I turned toward the window and made him disappear. With no more entertainment at my expense, he proceeded to the next car, presumably.
I wrapped up the rest of my sandwich and put it away. Then packed everything that I took out back into my backpack and pockets. A woman sitting across the isle two or three seats behind me came up and gave me a few tissues. Isn’t it funny how you can sort of hold it together, but the second somebody hands you a tissue, there goes the floodgate. Little Ashley came over to give me a hug.
Amberrose the conductor wasn’t in the car for the scene, but somebody must have told her. She came to talk to me, asked what happened, protested when I said it was okay. She said she’d go talk to him and asked if I would accept his apology. I shrugged.
As humiliation lifted, anger rose. I was just sitting there eating my sandwich. I appreciated the musicians and performers. It was nice. So what if I am a weirdo traveling alone, or whatever the hell else singled me out. I am a forty year old weirdo, and I had enough bullying and tall strong people towering and yelling at me. So what that you made me cry. Crying in public since I was six and counting. Doesn’t change anything for me. Turned you from a performing artist into bullying loser piece of crap. How does this work out for you?
The train got to Williams. As I got off it, I ran into the sheriff guy. The conductor must have talked to him, because he said something like: “I hear I owe you an apology.” and “I am sorry if I upset you. We are just poor cowboys here…” Not too impressive. I said “that’s okay, you were doing your job the best you could,” and left.

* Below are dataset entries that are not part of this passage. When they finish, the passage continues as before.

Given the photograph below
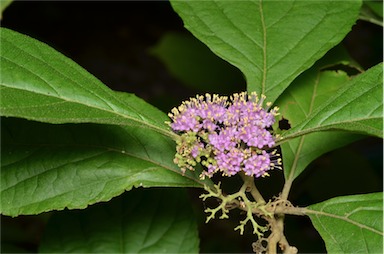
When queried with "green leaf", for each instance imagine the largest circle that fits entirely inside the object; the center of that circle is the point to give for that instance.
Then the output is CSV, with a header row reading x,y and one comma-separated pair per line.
x,y
372,12
350,224
271,42
38,83
141,221
356,107
195,65
306,94
51,167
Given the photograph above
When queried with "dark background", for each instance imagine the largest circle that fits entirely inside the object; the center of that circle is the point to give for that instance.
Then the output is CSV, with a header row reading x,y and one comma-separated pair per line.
x,y
111,40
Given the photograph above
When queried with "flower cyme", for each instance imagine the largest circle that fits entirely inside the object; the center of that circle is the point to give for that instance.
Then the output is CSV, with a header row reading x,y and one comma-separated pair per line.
x,y
226,135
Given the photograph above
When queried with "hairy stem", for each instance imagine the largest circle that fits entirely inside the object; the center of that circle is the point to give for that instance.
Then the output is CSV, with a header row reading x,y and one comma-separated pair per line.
x,y
251,187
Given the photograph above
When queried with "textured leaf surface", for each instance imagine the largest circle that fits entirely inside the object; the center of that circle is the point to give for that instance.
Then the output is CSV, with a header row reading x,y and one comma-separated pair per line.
x,y
38,83
49,167
357,107
271,42
141,221
196,66
350,224
306,94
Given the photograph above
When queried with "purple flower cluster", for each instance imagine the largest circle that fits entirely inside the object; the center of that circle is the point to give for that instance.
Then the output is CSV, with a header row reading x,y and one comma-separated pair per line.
x,y
225,135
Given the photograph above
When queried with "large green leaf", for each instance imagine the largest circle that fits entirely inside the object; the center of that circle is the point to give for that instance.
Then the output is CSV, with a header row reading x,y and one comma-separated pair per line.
x,y
357,107
350,224
39,83
49,167
271,42
141,221
306,94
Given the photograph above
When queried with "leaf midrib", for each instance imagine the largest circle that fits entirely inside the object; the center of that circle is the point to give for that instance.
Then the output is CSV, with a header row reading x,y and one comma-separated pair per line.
x,y
343,218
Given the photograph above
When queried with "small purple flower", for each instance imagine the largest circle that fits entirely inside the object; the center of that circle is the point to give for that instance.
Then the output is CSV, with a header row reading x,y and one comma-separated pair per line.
x,y
257,164
227,136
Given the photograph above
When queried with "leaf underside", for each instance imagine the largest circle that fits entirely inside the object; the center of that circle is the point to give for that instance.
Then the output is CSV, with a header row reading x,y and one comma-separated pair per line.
x,y
350,224
271,42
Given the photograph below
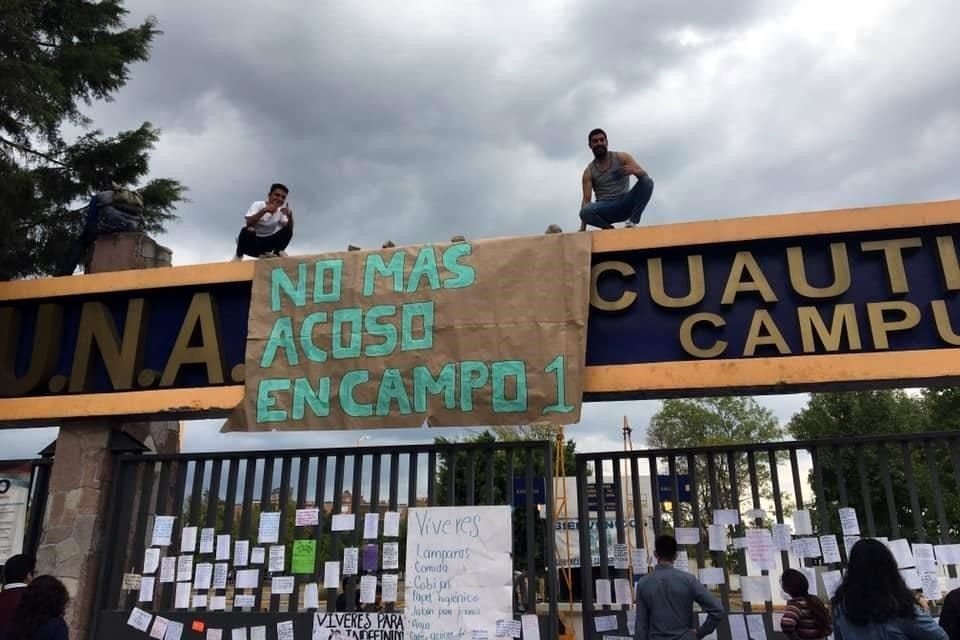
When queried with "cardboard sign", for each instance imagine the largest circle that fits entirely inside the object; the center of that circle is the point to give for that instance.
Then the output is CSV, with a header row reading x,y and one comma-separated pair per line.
x,y
487,332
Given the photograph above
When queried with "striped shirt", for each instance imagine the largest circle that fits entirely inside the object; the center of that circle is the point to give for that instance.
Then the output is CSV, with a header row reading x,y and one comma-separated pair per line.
x,y
799,622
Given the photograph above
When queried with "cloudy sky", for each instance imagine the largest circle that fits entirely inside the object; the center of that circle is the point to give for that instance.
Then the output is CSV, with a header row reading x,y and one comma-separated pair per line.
x,y
416,121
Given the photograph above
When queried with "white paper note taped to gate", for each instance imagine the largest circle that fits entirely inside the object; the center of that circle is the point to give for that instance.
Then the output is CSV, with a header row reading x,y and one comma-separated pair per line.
x,y
241,553
168,569
830,548
530,626
760,548
162,531
923,556
391,524
282,585
848,521
738,627
146,589
912,578
269,527
621,556
831,580
343,522
206,540
782,536
223,547
687,535
151,560
712,575
901,551
307,517
717,536
188,540
603,592
802,526
244,601
371,525
389,582
702,617
248,578
182,599
159,628
755,589
140,619
726,517
756,628
508,629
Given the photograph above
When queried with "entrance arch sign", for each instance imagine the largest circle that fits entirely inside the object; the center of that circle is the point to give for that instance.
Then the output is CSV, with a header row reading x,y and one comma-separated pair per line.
x,y
771,304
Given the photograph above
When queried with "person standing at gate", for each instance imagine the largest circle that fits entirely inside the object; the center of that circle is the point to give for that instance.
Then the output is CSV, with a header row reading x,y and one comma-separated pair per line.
x,y
40,613
608,178
17,573
269,226
950,614
873,601
665,600
805,617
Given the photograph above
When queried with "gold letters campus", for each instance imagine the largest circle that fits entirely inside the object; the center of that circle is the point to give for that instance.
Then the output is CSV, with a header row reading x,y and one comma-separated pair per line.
x,y
822,328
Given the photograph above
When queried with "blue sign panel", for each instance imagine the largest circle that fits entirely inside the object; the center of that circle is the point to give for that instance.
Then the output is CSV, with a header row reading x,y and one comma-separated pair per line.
x,y
862,292
665,488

Marion, Conrad, and the kids, were packing into their car in the parking lot. They waved. I stopped by and we chatted a little bit about what happened and our journeys. When he was younger, Conrad used to go onto long backpacking trips, several days and nights at a time of soul searching. He would find himself sensitive and vulnerable upon return, would feel energies in the room and such. Wondered if that’s what was happening with me. Soul searching? Not the words I use, but yeah I guess.

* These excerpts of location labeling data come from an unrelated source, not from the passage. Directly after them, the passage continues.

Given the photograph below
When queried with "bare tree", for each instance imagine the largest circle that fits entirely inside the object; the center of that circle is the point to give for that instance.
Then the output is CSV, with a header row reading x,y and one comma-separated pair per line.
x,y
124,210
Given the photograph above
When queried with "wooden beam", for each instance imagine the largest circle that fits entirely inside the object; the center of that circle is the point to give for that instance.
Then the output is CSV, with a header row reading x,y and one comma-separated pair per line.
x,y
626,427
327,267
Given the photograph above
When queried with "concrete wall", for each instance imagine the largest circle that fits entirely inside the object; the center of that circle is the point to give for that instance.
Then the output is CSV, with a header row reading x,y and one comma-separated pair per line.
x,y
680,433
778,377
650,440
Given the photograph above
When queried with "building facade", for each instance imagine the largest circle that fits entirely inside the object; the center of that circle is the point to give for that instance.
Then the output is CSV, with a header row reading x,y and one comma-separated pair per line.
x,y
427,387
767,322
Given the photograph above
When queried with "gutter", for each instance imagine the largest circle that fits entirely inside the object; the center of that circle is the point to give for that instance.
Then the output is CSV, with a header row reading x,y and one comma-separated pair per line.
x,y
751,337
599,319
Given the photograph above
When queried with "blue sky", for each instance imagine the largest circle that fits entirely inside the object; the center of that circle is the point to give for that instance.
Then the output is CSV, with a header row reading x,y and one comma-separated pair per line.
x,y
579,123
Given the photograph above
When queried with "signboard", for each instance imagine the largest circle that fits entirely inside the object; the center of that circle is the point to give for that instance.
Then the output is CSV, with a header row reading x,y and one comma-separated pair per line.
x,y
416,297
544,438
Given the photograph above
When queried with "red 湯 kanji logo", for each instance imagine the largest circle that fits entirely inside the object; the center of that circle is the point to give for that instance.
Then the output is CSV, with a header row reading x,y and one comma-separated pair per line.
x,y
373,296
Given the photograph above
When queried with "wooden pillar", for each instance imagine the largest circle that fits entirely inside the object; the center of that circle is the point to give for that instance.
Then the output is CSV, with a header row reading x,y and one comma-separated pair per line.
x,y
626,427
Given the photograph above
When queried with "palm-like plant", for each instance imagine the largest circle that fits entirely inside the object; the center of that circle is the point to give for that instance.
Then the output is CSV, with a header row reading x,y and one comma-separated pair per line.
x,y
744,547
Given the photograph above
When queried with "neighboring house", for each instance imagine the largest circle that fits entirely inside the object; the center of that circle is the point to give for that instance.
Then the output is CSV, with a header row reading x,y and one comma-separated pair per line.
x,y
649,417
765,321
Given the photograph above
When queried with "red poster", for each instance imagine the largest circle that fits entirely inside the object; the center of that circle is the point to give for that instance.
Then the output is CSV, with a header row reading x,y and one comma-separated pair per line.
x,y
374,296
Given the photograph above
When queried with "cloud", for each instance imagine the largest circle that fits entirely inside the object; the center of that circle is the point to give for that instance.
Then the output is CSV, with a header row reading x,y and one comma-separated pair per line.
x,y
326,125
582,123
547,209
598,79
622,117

Right before they went to Grand Canyon, they spent several days on an Indian reservation, with Conrad’s old friends, practically family. Soul searching. First time for Marion and the kiddies. It was dark at night, so many stars. Conrad spotted a UFO when he was taking pictures of the stars with his professional camera. He showed me. Definitely: there were fixed stars, and there was a meandering trace of a bright flying object, unidentified to the present company.
Marion said, “When somebody is unkind to you, remember to look around and see how much love and kindness you receive, and notice that.” Yep. Good point. Can use a reminder, too. I told them how angry I felt. “If you journal, write down what happened and what you would have told him,” suggested Marion. “And burn that,” added Conrad. Well, apart from the burning part, here it is.

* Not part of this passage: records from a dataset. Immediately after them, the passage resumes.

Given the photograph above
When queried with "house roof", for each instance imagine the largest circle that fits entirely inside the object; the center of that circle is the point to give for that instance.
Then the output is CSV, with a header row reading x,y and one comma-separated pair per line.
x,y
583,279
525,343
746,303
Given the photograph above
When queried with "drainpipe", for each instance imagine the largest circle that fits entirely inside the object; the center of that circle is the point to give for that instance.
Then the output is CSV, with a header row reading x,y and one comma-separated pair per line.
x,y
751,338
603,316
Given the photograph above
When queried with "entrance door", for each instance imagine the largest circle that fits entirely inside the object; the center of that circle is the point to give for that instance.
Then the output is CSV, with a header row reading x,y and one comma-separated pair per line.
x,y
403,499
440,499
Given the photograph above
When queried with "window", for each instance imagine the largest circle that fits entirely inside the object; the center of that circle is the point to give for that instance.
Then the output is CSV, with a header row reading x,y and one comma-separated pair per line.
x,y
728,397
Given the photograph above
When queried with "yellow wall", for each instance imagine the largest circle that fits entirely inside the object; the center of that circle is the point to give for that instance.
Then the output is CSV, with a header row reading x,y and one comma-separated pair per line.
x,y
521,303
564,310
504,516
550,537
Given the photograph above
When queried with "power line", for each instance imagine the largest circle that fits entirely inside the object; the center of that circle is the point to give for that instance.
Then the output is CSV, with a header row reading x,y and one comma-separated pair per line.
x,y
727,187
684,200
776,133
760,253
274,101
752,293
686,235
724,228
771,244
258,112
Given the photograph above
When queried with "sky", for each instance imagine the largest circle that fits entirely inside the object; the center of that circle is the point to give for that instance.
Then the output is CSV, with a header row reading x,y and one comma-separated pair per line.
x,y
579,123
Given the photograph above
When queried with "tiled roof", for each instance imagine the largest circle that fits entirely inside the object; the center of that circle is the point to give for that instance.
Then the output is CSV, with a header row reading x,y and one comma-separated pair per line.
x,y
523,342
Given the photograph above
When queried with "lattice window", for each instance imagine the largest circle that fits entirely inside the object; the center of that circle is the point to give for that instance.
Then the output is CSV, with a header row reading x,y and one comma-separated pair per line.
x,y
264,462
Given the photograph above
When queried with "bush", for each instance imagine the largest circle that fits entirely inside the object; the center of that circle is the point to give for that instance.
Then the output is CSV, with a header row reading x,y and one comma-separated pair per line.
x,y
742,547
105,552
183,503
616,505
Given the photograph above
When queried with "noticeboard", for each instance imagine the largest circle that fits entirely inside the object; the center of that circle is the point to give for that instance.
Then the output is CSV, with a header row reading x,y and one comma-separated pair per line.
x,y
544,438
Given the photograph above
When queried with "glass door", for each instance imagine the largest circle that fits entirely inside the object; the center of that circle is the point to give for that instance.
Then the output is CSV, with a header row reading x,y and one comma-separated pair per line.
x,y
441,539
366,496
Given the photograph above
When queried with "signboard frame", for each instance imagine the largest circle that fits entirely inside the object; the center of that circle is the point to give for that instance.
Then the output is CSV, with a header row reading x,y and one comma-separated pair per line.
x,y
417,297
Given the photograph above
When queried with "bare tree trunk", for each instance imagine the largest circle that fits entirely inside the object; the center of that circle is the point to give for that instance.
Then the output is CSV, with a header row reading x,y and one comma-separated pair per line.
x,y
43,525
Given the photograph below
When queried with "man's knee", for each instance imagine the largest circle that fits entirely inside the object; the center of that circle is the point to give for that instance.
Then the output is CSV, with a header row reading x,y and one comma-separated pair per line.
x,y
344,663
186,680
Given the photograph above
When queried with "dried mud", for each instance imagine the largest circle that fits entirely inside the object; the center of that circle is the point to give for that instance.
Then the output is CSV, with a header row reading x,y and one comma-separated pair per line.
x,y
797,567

I hugged Marion and Conrad. They went to have dinner with friends. I went to look for the Arizona shuttle stop, to get back to Flagstaff for the night.
I went to the Lowell Observatory in Flagstaff late that evening. To see the stars on their clear dark sky, for Marion and Conrad, and for me. I went on a constellation sighting tour, looked through the McAllister telescope on something called Messier 3, and checked out a couple of smaller telescopes doing demos out on the grounds. There were no UFO sightings. An astronomer and I spotted a shooting star while we were talking about telescopes. She identified it as part of the Lyrid meteror shower.